New Clue to the Cause of Alzheimer's, Science
Excerpt: "The beauty of this experimental study is
that motion and temperature are inextricably linked, and by
understanding how motion changes in response to temperature, you
understand more about the motions themselves," said Andrew Lee,
PhD, a researcher who worked on the study with Wand at Penn as a
postdoctoral fellow before taking a faculty position at the
University of North Carolina. He added: "The common thinking has
been that the structure of proteins dictates their functions, and
that each one has a different biochemical task. But they aren't
static structures -- they fluctuate, and that these fluctuations
are also critical for protein activity."
In their research, Wand and Lee found the calmodulin protein
has three distinct bands (or preferred magnitudes) of motion on a
subnanosecond time scale, a richness of variation that was not
previously known. Further, when they compared those findings with
existing data on other proteins that had been studied at single
temperatures, Wand and Lee discovered the same spectrum of motion.
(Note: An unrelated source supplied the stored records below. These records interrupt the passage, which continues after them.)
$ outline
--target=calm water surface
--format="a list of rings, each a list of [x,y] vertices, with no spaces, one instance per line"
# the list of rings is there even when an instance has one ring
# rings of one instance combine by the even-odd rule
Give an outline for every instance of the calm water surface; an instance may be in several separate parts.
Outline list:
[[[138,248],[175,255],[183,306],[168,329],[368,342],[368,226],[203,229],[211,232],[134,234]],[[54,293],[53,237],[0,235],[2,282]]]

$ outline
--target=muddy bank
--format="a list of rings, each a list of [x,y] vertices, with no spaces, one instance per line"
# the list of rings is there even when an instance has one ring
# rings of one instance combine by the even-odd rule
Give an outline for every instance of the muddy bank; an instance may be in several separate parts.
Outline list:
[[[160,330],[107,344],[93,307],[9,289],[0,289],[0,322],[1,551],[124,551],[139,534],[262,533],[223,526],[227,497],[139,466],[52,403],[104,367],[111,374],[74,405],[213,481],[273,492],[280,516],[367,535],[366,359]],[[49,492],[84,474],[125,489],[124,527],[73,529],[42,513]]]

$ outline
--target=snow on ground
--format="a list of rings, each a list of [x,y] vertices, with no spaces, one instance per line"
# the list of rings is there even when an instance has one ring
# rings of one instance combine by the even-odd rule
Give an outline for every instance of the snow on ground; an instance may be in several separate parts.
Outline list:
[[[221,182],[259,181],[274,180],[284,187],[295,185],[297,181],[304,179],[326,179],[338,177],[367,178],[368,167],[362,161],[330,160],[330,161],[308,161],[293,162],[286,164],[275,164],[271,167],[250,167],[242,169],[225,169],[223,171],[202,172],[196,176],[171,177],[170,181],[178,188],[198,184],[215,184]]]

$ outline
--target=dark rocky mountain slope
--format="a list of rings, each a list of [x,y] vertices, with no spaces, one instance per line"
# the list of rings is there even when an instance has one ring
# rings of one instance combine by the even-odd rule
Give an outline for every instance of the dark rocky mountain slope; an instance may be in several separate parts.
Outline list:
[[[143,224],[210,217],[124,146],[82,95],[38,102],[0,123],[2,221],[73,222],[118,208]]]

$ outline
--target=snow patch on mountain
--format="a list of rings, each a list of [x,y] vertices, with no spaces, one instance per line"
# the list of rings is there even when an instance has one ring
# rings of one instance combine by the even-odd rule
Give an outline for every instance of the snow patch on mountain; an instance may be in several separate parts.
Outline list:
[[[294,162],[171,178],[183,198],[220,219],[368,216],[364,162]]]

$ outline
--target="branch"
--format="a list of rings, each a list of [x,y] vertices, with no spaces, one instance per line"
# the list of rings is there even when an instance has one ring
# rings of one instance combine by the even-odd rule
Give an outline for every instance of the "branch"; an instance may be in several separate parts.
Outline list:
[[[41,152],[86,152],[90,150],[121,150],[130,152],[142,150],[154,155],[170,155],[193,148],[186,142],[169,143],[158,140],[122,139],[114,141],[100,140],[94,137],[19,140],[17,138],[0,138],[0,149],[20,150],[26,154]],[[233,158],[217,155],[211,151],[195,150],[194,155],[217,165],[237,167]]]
This suggests that the range of motion is a general fundamental
property of proteins.
According to Wand, the research findings also suggests an
explanation for the "glass transition" characteristic of proteins
-- the feature that makes proteins respond to heat in the same
fashion as glass. (The onset of dynamics in the glass transition
is often associated with the attainment of biological activity.)
"The key word is 'entropy' -- the ability to assume multiple
states," Wand said. "For a long time, people assumed proteins
didn't have significant entropy, so they discounted its potential
functional role. In fact, proteins have a lot more ways to
accomplish their functions than we realized. This dynamism has
central significance for how proteins may work."